I have never found the above quotes to be accurate concerning leaving the skin on. When I was growing up, all the old timers, weather permitting, hung their deer with the skin on for several days to a week or more. When I say old-timers, I am talking about men who came of age from about WW1 to around WW2. The deer were almost always hung outside in a tree. Didn’t matter much if the days were a little warmer as long as the nights were cooler. This was done to age the meat. We ate a lot of deer meat and I can’t ever remember getting a spoiled piece or anyone having a deer go bad. If fact, if memory serves me, the meat tasted better, being more tender, than the quickly processed meat of today.
My view on the whole thing is that the old-timers lived a lot closer to the land than we do today. They hunted for food, not for horns, and couldn’t afford to let meat go to waste. Everything they did was for a practical reason, for a specific purpose, based on experience, not because they read it in a magazine.
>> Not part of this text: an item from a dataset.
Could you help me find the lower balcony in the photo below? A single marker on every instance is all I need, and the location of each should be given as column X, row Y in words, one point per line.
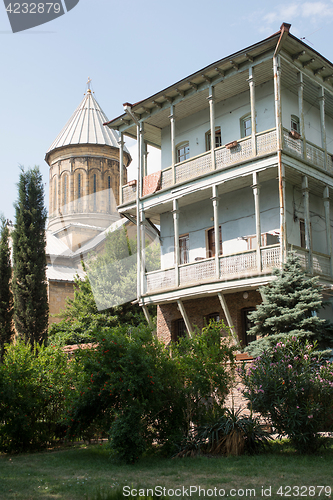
column 232, row 267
I am not saying getting the hide off and cooling the meat quickly is a bad thing. I am saying there is a lot of bad data out there about meat spoilage due to leaving the hide on, or having to get the meat cooled immediately. Personally, based on actual experience, and I am talking truckloads of deer over multiple decades. Leaving the deer hang for a week with the hide on is certainly not going to hurt the meat, and will likely improve texture and taste.